Neurotrophic Factors in Experimental Cerebral Acanthamoebiasis

Abstract

To date, no studies have addressed the role of neurotrophins (NTs) in Acanthamoeba spp. infections in the brain. Thus, to clarify the role of NTs in the cerebral cortex and hippocampus during experimental acanthamoebiasis in relation to the host immune status, the purpose of this study was to determine whether Acanthamoeba spp. may affect the concentration of brain-derived neurotrophic factor (BDNF), nerve growth factor (NGF), neurotrophin-3 (NT-3), and neurotrophin-4 (NT-4) in brain structures. Our results suggest that at the beginning of infection in immunocompetent hosts, BDNF and NT-3 may reflect an endogenous attempt at neuroprotection against Acanthamoeba spp. infection. We also observed a pro-inflammatory effect of NGF during acanthamoebiasis in immunosuppressed hosts. This may provide important information for understanding the development of cerebral acanthamoebiasis related to the immunological status of the host. However, the pathogenesis of brain acanthamoebiasis is still poorly understood and documented and, therefore, requires further research.
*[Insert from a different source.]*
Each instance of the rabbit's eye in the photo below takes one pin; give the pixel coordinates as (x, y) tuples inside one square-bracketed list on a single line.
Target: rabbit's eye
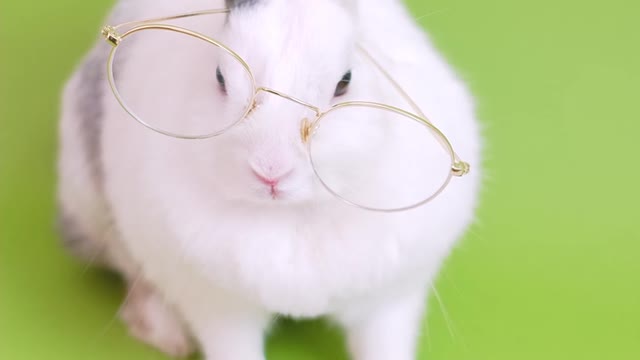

Keywords: Acanthamoeba spp.; brain-derived neurotrophic factor; cerebral cortex; hippocampus; immunological status; nerve growth factor; neurotrophin-3; neurotrophin-4.

Figure 1

Brain-derived neurotrophic factor (BDNF) level (pg/mg protein) in the cerebral cortex and hippocampus in control and infected groups at 8, 16, and 24 days after Acanthamoeba spp. infection (dpi). Data present means ± SD for 6 independent experiments. C, immunocompetent uninfected mice; CS, immunosuppressed uninfected mice; A, immunocompetent Acanthamoeba spp. infected mice; AS, immunosuppressed Acanthamoeba spp. infected mice; solid arrows indicate differences between infected and control mice; * p ≤ 0.05 for the significance of difference (Mann–Whitney U test).

Figure 2

Nerve growth factor (NGF) level (pg/mg protein) in the cerebral cortex and hippocampus in control and infected groups at 8, 16, and 24 days after Acanthamoeba spp. infection (dpi). Data present means ± SD for 6 independent experiments. C, immunocompetent uninfected mice; CS, immunosuppressed uninfected mice; A, immunocompetent Acanthamoeba spp. infected mice; AS, immunosuppressed Acanthamoeba spp. infected mice; solid arrows indicate differences between infected and control mice while dashed arrows indicate differences between brain structures; * p ≤ 0.05 for the significance of difference (Mann–Whitney U test).

Figure 3

Neurotrophin-3 level (ng/mg protein) in the cerebral cortex and hippocampus in control and infected groups at 8, 16, and 24 days after Acanthamoeba spp. infection (dpi). Data present means ± SD for 6 independent experiments. C, immunocompetent uninfected mice; CS, immunosuppressed uninfected mice; A, immunocompetent Acanthamoeba spp. infected mice; AS, immunosuppressed Acanthamoeba spp. infected mice; solid arrows indicate differences between infected and control mice while dashed arrows indicate differences between brain structures; * p ≤ 0.05 for the significance of difference (Mann–Whitney U test).

Figure 4

Neurotrophin-4 level (pg/mg protein) in the cerebral cortex and hippocampus in control and infected groups at 8, 16, and 24 days after Acanthamoeba spp. infection (dpi). Data present means ± SD for 6 independent experiments. C, immunocompetent uninfected mice; CS, immunosuppressed uninfected mice; A, immunocompetent Acanthamoeba spp. infected mice; AS, immunosuppressed Acanthamoeba spp. infected mice; dashed arrows indicate differences between brain structures; * p ≤ 0.05 for the significance of difference (Mann–Whitney U test).

Figure 5

Concentrations of neurotrophin 3 (NT3, ng/mg protein), neurotrophin 4 (NT4, pg/mg protein), brain-derived neurotrophic factor (BDNF, pg/mg protein), and nerve growth factor (NGF, pg/mg protein) in the cerebral cortex of infected immunocompetent (A) and immunosuppressed mice (AS) (pictures (A) and (B), respectively) and in the hippocampus of infected immunocomptent (A) and immunosuppressed mice (AS) (pictures (C) and (D), respectively).